If she forgets the order of their show, Mojo will remind her by starting the next trick in the act. He even taught her a trick.
When they start to play with flying discs, Mojo always seems to pick out one he likes better than the other. Once he has chosen a disc, he won’t even touch the other one, she says.
“With the crowd, I could say, ‘Okay, Mo, I want you to get the Frisbee with an “X” on it.’ Naturally, if he’s already touched that Frisbee, he’s going to get the Frisbee with the ‘X’ on it,” she says. “And that’s his trick. That’s something he taught me.”
Mojo’s smarts may be part of his genes.
Heeler is another name for Australian cattle dog, which are widely regarded as some of the most trainable dog breeds.
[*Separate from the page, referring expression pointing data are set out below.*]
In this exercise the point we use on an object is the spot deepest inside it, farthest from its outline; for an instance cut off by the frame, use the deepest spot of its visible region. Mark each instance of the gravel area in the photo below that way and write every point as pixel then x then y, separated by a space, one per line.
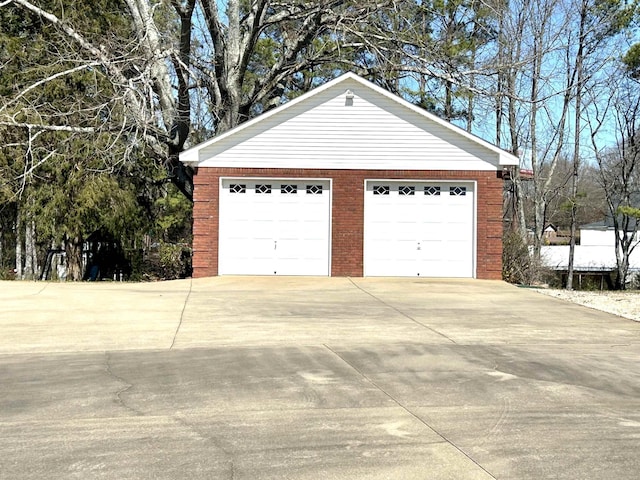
pixel 625 304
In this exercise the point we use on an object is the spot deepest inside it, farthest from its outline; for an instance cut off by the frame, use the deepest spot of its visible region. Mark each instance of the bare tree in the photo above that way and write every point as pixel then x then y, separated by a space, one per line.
pixel 619 170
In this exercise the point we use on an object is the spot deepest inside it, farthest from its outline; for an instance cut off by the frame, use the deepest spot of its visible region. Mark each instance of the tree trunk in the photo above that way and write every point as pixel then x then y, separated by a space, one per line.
pixel 18 232
pixel 576 150
pixel 73 248
pixel 30 263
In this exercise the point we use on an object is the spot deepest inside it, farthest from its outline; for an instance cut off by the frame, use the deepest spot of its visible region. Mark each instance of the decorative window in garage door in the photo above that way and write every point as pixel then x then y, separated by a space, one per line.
pixel 263 188
pixel 381 190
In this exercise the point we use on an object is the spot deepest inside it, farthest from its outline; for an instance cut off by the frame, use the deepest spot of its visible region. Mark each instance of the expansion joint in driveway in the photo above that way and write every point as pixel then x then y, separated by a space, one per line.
pixel 406 409
pixel 400 312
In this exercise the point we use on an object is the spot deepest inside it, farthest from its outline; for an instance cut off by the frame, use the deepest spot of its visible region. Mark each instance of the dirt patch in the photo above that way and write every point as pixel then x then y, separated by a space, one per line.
pixel 625 304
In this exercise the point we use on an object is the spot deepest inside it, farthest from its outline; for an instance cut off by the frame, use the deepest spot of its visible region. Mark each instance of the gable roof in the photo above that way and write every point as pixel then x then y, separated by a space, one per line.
pixel 208 149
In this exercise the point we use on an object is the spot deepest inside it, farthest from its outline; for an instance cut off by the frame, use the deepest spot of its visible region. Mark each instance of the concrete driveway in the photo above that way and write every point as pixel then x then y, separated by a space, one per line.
pixel 313 378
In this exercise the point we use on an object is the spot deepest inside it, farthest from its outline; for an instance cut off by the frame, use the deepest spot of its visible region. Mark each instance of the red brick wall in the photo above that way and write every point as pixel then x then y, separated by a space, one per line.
pixel 347 214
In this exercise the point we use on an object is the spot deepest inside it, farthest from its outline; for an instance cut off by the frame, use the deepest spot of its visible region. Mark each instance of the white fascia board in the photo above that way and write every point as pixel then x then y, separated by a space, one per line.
pixel 192 155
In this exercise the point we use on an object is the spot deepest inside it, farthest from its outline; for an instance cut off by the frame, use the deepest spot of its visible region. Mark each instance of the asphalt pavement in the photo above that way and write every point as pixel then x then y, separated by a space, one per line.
pixel 313 378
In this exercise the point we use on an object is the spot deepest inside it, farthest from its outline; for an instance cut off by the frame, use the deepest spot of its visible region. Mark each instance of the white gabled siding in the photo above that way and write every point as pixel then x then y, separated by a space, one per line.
pixel 327 132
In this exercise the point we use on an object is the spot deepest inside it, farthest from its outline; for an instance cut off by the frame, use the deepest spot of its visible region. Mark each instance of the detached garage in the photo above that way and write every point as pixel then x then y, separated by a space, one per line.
pixel 348 180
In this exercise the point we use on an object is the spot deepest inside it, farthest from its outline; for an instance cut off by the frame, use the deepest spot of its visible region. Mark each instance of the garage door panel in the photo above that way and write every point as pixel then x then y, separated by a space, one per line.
pixel 274 227
pixel 427 233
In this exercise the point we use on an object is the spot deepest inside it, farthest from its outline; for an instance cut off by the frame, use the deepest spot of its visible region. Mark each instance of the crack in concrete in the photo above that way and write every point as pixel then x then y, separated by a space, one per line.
pixel 184 307
pixel 232 457
pixel 127 386
pixel 401 312
pixel 406 409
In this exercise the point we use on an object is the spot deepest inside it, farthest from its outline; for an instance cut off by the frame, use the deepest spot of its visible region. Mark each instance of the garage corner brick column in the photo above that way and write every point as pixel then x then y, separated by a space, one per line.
pixel 489 226
pixel 206 199
pixel 347 216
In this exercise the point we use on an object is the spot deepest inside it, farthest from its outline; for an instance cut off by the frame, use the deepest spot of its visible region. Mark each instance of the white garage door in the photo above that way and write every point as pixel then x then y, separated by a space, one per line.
pixel 274 227
pixel 419 229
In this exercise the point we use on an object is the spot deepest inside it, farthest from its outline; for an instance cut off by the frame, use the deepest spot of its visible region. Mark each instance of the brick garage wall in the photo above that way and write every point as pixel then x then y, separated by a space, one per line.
pixel 347 214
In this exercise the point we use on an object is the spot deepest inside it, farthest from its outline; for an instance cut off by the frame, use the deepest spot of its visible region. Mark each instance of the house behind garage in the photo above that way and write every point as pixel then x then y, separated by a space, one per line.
pixel 348 180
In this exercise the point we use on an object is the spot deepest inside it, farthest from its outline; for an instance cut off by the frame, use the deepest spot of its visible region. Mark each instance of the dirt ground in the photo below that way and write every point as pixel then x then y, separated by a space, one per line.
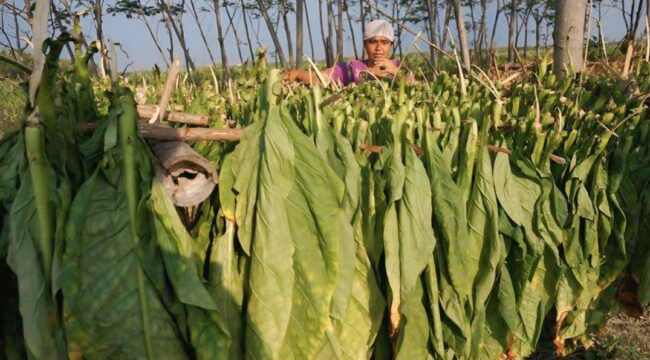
pixel 623 338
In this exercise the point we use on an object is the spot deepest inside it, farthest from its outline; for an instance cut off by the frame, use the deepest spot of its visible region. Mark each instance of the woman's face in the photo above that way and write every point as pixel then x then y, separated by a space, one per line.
pixel 377 48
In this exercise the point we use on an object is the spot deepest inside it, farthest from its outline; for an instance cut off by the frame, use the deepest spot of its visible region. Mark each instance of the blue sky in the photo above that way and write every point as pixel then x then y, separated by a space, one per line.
pixel 132 35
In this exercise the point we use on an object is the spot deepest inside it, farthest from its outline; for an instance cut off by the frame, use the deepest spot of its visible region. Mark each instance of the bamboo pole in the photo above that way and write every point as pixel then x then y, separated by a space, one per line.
pixel 146 112
pixel 164 133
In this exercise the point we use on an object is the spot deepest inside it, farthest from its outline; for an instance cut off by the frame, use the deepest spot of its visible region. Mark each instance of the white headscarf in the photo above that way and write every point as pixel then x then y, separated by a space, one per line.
pixel 379 28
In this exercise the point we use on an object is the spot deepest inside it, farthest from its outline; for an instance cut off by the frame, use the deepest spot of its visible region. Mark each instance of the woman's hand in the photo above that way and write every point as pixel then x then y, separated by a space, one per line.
pixel 290 76
pixel 384 68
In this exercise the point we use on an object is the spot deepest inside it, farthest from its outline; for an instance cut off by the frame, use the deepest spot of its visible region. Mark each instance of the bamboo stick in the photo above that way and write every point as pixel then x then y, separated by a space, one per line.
pixel 164 133
pixel 146 112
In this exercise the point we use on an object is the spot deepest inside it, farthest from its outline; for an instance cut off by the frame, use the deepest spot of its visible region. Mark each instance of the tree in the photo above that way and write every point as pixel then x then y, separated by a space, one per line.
pixel 512 29
pixel 568 36
pixel 432 15
pixel 274 35
pixel 462 33
pixel 134 8
pixel 299 32
pixel 220 39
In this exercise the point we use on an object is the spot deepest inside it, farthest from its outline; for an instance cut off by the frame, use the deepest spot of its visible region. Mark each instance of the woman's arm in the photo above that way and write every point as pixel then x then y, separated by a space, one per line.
pixel 307 77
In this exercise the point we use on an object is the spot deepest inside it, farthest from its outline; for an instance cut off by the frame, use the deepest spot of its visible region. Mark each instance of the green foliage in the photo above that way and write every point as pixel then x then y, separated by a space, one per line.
pixel 392 221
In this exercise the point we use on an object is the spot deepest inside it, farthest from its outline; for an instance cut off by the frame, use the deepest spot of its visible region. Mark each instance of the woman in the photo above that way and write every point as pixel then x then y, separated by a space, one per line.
pixel 377 42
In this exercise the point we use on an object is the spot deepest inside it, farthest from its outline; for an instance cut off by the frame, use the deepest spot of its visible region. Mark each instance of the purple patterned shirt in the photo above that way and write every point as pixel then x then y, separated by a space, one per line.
pixel 350 71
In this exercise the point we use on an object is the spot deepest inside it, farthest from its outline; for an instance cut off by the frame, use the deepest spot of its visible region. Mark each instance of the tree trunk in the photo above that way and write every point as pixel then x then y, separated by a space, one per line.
pixel 445 36
pixel 330 33
pixel 354 40
pixel 15 14
pixel 568 35
pixel 462 34
pixel 432 11
pixel 274 34
pixel 220 39
pixel 248 36
pixel 99 30
pixel 494 27
pixel 512 29
pixel 287 31
pixel 168 27
pixel 299 32
pixel 339 30
pixel 482 30
pixel 538 29
pixel 180 35
pixel 311 38
pixel 526 35
pixel 155 40
pixel 328 61
pixel 195 15
pixel 231 21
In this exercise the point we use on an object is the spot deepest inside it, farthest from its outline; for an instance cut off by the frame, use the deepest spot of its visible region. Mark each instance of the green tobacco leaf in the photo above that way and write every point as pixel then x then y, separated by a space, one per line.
pixel 42 330
pixel 115 294
pixel 207 326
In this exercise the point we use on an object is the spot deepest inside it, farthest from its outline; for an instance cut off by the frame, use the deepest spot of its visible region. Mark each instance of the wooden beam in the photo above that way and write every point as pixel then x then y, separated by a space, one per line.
pixel 146 112
pixel 165 133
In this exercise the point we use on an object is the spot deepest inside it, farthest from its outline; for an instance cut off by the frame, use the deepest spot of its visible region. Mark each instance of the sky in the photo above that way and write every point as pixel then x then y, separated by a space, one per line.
pixel 139 52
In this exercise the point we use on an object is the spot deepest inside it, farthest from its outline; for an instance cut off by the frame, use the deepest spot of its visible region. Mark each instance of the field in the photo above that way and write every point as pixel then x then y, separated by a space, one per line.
pixel 490 216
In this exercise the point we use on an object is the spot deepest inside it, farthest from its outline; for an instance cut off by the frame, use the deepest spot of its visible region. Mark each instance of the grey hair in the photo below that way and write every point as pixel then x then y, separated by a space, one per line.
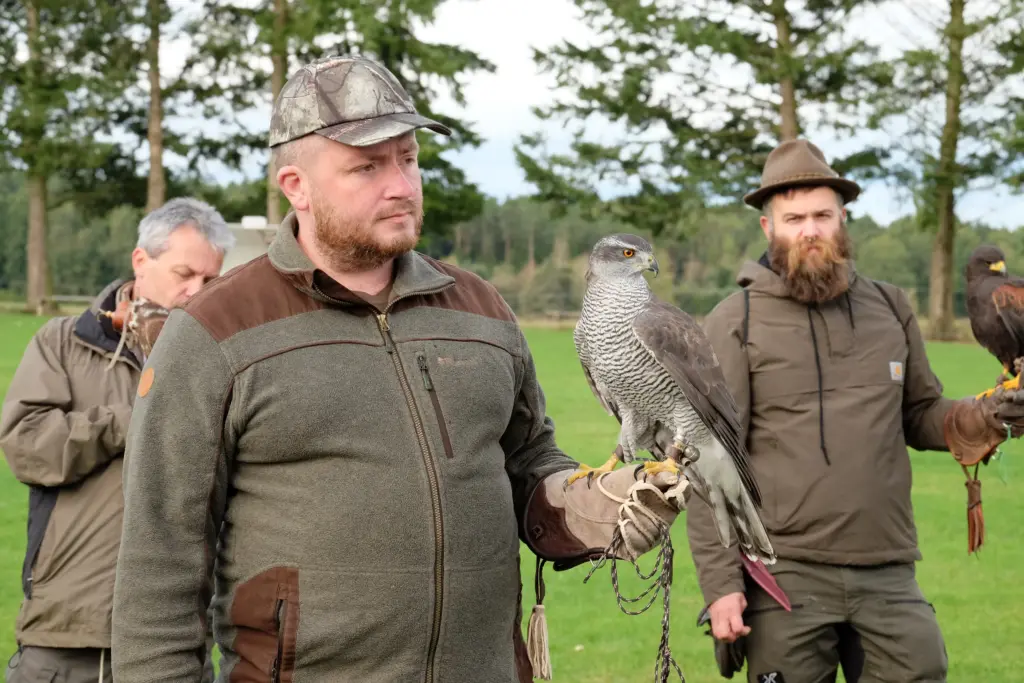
pixel 156 228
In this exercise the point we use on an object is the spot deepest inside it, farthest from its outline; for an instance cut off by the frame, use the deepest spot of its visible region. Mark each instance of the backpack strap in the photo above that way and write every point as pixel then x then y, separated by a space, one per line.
pixel 747 316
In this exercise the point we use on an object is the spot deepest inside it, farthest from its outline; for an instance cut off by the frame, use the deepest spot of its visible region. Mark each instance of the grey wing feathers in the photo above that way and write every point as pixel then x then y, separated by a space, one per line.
pixel 679 345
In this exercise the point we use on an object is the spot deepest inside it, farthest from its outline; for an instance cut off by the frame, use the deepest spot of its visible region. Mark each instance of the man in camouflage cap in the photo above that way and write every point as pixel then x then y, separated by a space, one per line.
pixel 366 427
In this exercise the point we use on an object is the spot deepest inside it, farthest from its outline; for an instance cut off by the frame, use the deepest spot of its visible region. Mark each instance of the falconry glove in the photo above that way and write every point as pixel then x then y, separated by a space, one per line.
pixel 569 523
pixel 974 428
pixel 139 322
They were originally bred in Australia in the 1800s to drive herds of cattle over long distances and the name heeler comes from their tendency to nip at the heels of cattle they are herding.
The high-energy breed needs lot of play and work time every day to burn off some of that energy. “You constantly have to do something with him,” Connie says. “I always have a ball at my feet.”
Connie trains and practices with Mojo at the small ranch she shares with her husband, Bill, a longtime auctioneer, who definitely wasn’t looking for a new dog when Connie brought Mojo home.
“We already had dogs — one that’s half coyote — and here she comes with a new puppy,” he recalls.
But Mojo, who’s becoming a bit of a celebrity on the rodeo circuit, seems to have arrived at just the right time.